A former Massachusetts pharmacy executive was sentenced to nine years in prison on Monday after being convicted of racketeering and fraud charges for his role in a deadly U.S. meningitis outbreak in 2012.
Prosecutors had asked U.S. District Judge Richard Stearns to sentence Barry Cadden, 50, the co-founder and former president of the now-defunct New England Compounding Center, to at least 35 years in prison. They said he had directed the production of drugs at the compounding pharmacy in unsanitary and dangerous ways in order to boost profits.
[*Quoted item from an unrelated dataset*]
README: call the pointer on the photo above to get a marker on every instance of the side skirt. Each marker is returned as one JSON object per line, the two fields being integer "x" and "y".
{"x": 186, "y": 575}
Prosecutors said those shortcuts and Cadden’s greed led to 778 people nationwide being harmed after receiving injections of contaminated steroids that Cadden’s company produced. That includes 76 people who died, they said.
Cadden was convicted in March of fraud and racketeering by a federal jury in Boston but cleared of the harshest charges he faced, second-degree murder.
Cadden was one of 14 people tied to Framingham, Massachusetts-based compounding center indicted in 2014 following the outbreak. He was one of only two people to face second-degree murder charges.
Prosecutors said Cadden, the compounding pharmacy’s head pharmacist, ran the company as a criminal enterprise, selling substandard and non-sterile drugs to medical facilities nationwide.
They said Cadden directed the shipment of 17,600 vials of contaminated steroids often prescribed for back pain despite knowing they were made in unsafe conditions, leading to the outbreak.